In the same paper, the RLWE-based encryption has $(a,b)$ as a public key, and the encryption for $m \in \{0,1\}^n$ is $c=(u,v)$ with :

$$ u = a \cdot r + e_1 \mod q \qquad v = b \cdot r + e_2 + \lfloor q/2 \rfloor m \mod q $$

with $r$ chosen randomly in $R_q$ and $e_1,e_2$ errors in $R_q$.

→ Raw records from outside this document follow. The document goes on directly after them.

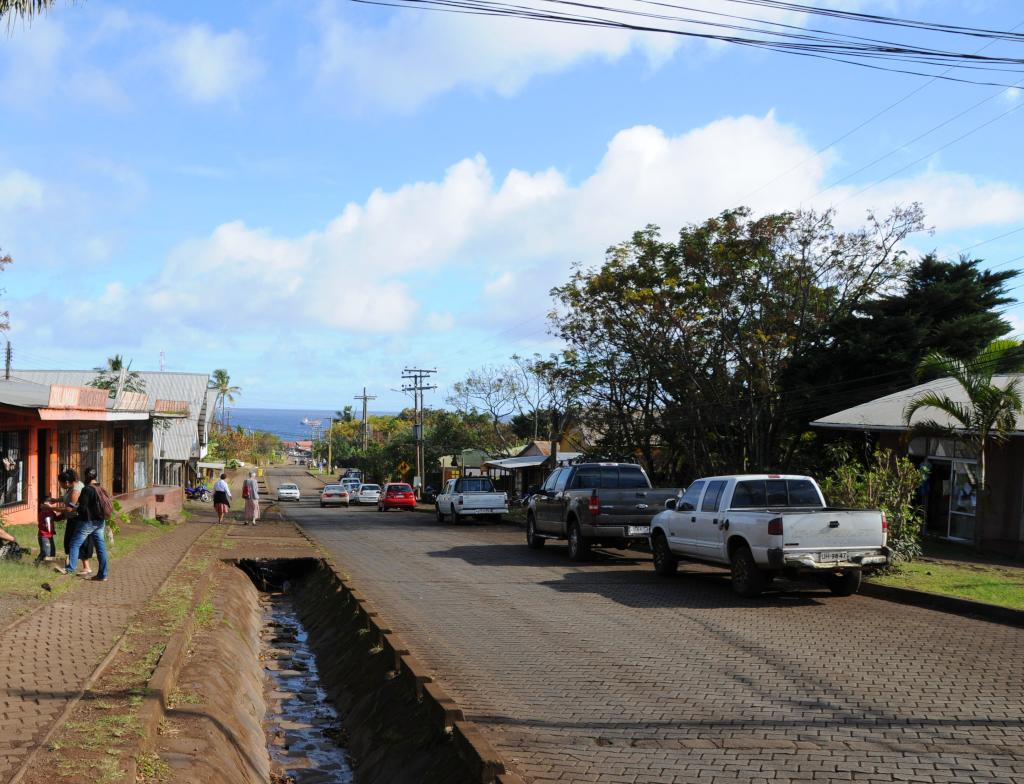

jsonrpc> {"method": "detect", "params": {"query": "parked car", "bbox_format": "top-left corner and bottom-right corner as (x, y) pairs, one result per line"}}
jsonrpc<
(434, 476), (509, 523)
(650, 474), (892, 597)
(526, 463), (678, 561)
(377, 482), (416, 512)
(321, 484), (351, 509)
(352, 484), (381, 504)
(278, 482), (302, 500)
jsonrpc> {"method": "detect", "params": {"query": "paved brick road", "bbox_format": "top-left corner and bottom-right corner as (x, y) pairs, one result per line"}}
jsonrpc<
(276, 470), (1024, 784)
(0, 523), (209, 782)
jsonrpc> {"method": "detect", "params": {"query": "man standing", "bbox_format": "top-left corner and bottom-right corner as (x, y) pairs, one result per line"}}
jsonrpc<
(213, 474), (231, 523)
(242, 471), (259, 525)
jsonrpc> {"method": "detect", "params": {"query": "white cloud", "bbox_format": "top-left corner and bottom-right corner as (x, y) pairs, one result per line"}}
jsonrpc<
(14, 114), (1024, 350)
(0, 169), (43, 212)
(164, 25), (262, 103)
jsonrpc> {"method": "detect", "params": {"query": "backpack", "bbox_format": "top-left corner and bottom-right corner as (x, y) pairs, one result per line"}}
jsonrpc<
(95, 484), (114, 520)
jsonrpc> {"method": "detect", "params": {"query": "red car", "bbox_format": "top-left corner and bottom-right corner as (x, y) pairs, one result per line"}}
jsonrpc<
(377, 482), (416, 512)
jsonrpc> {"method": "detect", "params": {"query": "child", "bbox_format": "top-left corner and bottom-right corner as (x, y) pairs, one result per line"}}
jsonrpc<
(36, 498), (56, 563)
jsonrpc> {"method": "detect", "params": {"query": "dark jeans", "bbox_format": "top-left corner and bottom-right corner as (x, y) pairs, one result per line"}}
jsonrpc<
(68, 520), (108, 578)
(36, 533), (56, 561)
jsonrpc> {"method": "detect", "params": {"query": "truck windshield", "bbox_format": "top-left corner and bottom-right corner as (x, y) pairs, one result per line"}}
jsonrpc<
(731, 479), (821, 509)
(456, 477), (495, 492)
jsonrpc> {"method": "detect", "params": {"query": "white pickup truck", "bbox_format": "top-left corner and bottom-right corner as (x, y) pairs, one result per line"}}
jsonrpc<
(650, 474), (891, 597)
(434, 476), (509, 523)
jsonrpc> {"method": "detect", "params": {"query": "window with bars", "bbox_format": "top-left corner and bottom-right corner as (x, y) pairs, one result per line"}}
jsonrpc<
(0, 430), (29, 507)
(78, 429), (103, 480)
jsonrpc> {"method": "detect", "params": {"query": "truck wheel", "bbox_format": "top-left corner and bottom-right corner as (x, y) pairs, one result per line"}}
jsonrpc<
(825, 569), (861, 596)
(650, 531), (679, 577)
(569, 522), (590, 561)
(526, 515), (547, 550)
(732, 545), (765, 599)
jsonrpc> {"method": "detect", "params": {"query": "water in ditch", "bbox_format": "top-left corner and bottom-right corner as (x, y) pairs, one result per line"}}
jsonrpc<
(260, 597), (355, 784)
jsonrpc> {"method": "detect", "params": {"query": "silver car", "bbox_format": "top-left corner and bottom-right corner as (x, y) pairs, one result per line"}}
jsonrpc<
(354, 484), (381, 505)
(278, 482), (302, 500)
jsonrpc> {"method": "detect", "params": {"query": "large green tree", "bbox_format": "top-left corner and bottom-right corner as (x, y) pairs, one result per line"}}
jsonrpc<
(903, 340), (1024, 543)
(784, 254), (1018, 436)
(551, 205), (923, 478)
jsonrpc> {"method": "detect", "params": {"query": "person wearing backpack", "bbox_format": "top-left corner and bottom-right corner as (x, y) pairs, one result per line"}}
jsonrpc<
(242, 471), (259, 525)
(58, 468), (114, 582)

However, I've seen in various papers, like this one, that the advantage comes from choosing a single sample $A_1 = (a_1,\cdots,a_n)$ and construct the other vectors $A_i = (a_i,\cdots,a_n,-a_1,\cdots,-a_{i-1})$ because we only need to store $A_1$, so the key size is $O(n)$. I don't see what role these vectors $(A_i)_{2 \leq i \leq n}$ play in the encryption considering that it seems we only need $a$.

Answer 1

These vectors represent the elements of $R_q$ given by $a,aX,\ldots aX^{n-1}$. Specifically if we write $a=a_1X^{n-1}+a_2X^{n-2}+\cdots a_{n-1}X+a_n$, where the $a_j$ are elements pf $\mathbb Z/q\mathbb Z$, then $$aX^{i-1}=a_iX^{n-1}+a_{i+1}X^{n-2}+\cdots+a_nX^i-a_1X^{i-1}-\cdots-a_{i-1}.$$

If we similarly write $s=s_1+s_2X+\cdots+s_nX^{n-1}$ then to multiply $a$ by $s$ we can compute $\sum_{i=1}^n aX^{i-1}s_i$. The coefficients of the polynomial given by this sum can then be calculated by $$A{\mathbf s}$$ where $A$ is the matrix with rows $A_i$ and $\mathbf s$ is a column vector with entries $s_n,s_{n-1},\ldots, s_1$.